The Antiquarian has been giving considerable thought to the yearly recurrent problem of the gifts. He has noted during the last few years an increasing tendency to give something at Christmas time which will be not only reminiscent of the giver but a source of pleasure and utility to the recipient. He has noted also through association with antique dealers, who sense the tendency of the time and who for reasons of the pocketbook are alert to the fads and fancies of the moment, an increasing tendency to give antiques as presents.
With this tendency, of course, he is in hearty accord, for he can think of nothing which so expresses the real spirit of these times as something used, prized and esteemed from out of the past.
He notes this difference between fabrications of the present and those of the past: the gifts today are produced on a basis of quantity and economy; the products of the past were made not so much for the pleasure of the moment as for the endurance of the years. Therefore, he reasons and he will challenge anybody to controvert his conclusions, that the workmanship of the past will endure while that of the present will very soon disintegrate and be forgotten.
So, when Christmas comes around, the Antiquarian advises all his friends to give gifts which will represent not only the cheerful spirit of the present day but also the careful craftsmanship of the days that are gone.
In speaking of antiques as suitable gifts for this season of the year, the Antiquarian does not refer particularly to those major objects, such as cupboards, credenzas, varguenos, dower chests or huge and costly tapestries, but to those smaller articles, such as any antique shop gathers into its stock, and which may be obtained for a few dollars.
The list of these objects is legion. From pot lids to candlesticks, from footstools to tester beds, from Lowestoft cups and saucers to Wedgwood plaques, from pipe tongs to andirons, from settles to Martha Washington chairs, there is unlimited assortment of treasure which may be selected.
Christmas gifts, after all, express the basic idea of love, and both giver and receiver, realizing this, would not like to consider a gift merely as the fulfillment of an obligation or the expression of a momentary affection.
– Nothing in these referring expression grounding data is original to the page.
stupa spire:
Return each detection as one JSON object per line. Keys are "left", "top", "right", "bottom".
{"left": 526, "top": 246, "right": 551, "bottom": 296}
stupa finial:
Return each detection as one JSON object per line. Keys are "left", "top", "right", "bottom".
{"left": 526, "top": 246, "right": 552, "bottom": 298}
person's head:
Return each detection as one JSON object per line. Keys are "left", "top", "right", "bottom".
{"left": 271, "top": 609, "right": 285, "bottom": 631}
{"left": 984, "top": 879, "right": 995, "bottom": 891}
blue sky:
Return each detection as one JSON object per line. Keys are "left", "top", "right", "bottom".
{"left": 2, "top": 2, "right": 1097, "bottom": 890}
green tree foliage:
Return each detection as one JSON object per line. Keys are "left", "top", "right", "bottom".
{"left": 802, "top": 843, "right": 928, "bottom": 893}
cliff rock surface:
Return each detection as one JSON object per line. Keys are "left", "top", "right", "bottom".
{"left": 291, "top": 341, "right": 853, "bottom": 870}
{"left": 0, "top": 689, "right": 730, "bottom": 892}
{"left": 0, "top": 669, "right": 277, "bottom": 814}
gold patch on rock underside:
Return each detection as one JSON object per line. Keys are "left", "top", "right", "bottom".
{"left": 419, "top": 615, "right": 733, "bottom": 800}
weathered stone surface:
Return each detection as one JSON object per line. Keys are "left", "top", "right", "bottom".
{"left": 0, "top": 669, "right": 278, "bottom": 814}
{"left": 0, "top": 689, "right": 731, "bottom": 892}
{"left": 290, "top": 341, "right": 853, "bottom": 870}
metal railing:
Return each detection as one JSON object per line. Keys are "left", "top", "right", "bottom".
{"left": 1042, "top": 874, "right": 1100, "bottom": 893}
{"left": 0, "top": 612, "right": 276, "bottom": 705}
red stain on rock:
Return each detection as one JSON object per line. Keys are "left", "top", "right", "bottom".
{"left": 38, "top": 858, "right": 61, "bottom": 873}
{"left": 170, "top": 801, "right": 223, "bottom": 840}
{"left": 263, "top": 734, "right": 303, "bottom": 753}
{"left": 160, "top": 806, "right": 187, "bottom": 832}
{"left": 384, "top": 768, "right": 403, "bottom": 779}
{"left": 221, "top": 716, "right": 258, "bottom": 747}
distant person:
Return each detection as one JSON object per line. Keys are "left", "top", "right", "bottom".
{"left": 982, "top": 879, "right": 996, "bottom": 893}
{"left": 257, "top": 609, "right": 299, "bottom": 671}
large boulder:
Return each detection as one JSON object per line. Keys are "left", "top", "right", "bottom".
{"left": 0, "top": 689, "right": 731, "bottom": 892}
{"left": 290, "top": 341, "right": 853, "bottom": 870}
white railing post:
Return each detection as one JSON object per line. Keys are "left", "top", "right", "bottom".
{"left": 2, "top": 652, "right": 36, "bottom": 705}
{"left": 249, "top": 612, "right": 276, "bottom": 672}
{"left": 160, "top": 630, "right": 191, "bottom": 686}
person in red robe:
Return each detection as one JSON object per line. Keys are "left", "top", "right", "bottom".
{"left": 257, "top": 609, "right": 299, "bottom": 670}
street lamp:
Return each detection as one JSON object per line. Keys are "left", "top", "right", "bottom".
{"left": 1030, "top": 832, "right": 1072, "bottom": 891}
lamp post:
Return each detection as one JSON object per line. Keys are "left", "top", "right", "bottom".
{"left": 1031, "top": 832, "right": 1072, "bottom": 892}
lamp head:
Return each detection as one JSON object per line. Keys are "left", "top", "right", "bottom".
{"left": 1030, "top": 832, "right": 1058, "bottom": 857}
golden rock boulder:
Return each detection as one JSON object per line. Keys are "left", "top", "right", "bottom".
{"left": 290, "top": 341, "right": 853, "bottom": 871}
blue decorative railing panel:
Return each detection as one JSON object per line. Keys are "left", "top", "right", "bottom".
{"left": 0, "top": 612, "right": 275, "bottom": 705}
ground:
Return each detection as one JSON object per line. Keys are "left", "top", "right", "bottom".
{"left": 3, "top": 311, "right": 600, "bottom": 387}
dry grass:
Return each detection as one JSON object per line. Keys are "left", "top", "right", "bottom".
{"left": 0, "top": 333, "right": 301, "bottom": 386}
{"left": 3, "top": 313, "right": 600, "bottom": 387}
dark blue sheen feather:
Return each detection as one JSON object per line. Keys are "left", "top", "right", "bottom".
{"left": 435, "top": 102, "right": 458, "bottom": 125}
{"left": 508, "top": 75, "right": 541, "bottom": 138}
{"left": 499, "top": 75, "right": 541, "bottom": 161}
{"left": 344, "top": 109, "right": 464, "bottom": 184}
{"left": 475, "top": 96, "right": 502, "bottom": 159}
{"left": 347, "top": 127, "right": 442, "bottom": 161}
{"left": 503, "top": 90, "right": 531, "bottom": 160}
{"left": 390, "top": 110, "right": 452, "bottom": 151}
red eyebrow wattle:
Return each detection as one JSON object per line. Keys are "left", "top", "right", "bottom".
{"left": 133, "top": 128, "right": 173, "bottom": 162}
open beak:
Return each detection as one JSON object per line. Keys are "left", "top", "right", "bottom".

Gifts should be enduring, should express an appreciative estimate of the givers taste and at the same time should be an index of the giver's cast of mind.
Provided the one who the giver honors is sensitive to beauty, and provided also that the giver himself has a modicum of appreciation for the finer things, what could be chosen that would better express the true Christmas spirit of love than an antique?
Craftsmanship of the past was based on honor, fidelity to tradition and a peculiarly strong sense of utility. Craftsmanship of today (and Heaven forgive us for taking liberties with an honored word) is based on quantity production, profits and a restless guess at the predilection of the moment. To be sure, there are certain craftsmen fabricating furniture, glass, pottery and silver who put honest workmanship into their products, but they are greatly in the minority when compared with the vast numbers of day laborers who are engaged in turning out the things which their employers fatuously hope will beatify our home.
Therefore, the Antiquarian would strongly urge the giving of antiques for Christmas remembrances, feeling as he does that honor and faith and a sure intent best express the spirit of Christmas, which is nothing more nor less than love for one's fellow man.